25 things that will never happen in 2006

1. amitabh bachchan will retire from the big and small screens to devote more time to gardening.

2. the board of control for cricket in india will decide to switch loyalties and promote neglected sports like football and hockey instead.

3. bappi lahiri and anu malik will both come up with stunning, original compositions that will garner them international praise.

4. raj and uddhav thackeray will plan a big party and invite common friends to dance the night away.

5. lalu prasad yadav will decide to give up politics and concentrate on animal husbandry.

6. sonia gandhi will release a book of poems in hindi and invite atal bihari vajyapee to the launch.

7. film critics and audiences will agree on hits and misses at the box-office.

8. natwar singh will drop politics and attempt to kick-start a career in television by resurrecting an old game show called tol mol ke bol. he will decide to play host.

9. the ramsay brothers will sign a joint venture with dev anand to produce more films, horrifying audiences across the country even before shooting begins.

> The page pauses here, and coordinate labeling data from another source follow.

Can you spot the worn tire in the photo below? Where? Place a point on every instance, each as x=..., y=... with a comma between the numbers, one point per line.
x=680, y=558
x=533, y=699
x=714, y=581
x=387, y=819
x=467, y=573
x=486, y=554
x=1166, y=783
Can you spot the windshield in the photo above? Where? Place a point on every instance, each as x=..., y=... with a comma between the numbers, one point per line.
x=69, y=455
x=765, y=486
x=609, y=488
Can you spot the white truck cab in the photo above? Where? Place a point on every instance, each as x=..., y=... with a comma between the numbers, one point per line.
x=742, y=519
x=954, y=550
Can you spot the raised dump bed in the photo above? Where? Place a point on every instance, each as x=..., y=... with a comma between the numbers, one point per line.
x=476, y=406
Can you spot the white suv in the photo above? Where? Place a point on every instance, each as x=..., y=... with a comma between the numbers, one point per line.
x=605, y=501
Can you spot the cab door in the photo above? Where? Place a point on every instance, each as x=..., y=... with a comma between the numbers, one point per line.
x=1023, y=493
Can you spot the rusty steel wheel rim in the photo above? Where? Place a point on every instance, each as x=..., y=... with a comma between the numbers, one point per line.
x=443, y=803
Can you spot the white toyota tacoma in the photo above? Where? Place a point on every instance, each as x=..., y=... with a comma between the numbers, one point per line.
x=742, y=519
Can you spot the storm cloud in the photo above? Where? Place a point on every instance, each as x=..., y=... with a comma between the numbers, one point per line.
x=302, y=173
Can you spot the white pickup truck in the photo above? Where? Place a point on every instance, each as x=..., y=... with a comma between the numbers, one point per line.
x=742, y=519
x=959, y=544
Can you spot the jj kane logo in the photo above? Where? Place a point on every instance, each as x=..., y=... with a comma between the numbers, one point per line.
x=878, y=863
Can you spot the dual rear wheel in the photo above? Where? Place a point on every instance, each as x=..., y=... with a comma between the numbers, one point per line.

10. the government of maharashtra will reintroduce the ban on plastic. this time, they will actually stick to it.

11. gujarat will break away from india and become america’s fifty-first state. it will also rename itself goojer rath.

12. the jana gana mana bootylicious-babydoll-06 remix will hit music stores after composers realize it’s the only classic they haven’t fiddled around with.

13. narendra modi will opt for conversion and start introducing himself to members of parliament as anthony d’costa.

14. prominent politicians will throw press conferences and explain, in detail, how they have managed to accumulate their wealth.

15. telecom companies, municipalities and road development authorities across india will begin working in tandem, to ensure roads in major cities are dug up just once a year.

16. the election commission will pass a new rule insisting on literate candidates for elections. 90 per cent of all members of parliament will resign in protest after failing to meet the minimum criteria.

17. macho male film stars will realize that singing is best left to professionals.

18. the mayor of mumbai will do something of importance.

19. telemarketing agents will stop calling to find out if our cell phones operate on pre-paid or billing schemes.

20. the long-pending women’s reservation bill will finally be passed, after male politicians realize that women really are better administrators.

21. david dhavan will give us an intelligent film.

22. delhi will be india’s new centre for art, culture and all things thought-provoking.

23. l k advani will decide to produce a film called jinnah: also rising and will ask aamir khan to play the lead.

24. aamir khan will accept l k advani’s offer.

25.sri sri ravi shankar will tell the world the truth about how he has been a conman for two decades. he will then shoot himself on national television, unleashing a month-long celebration among the world's literate.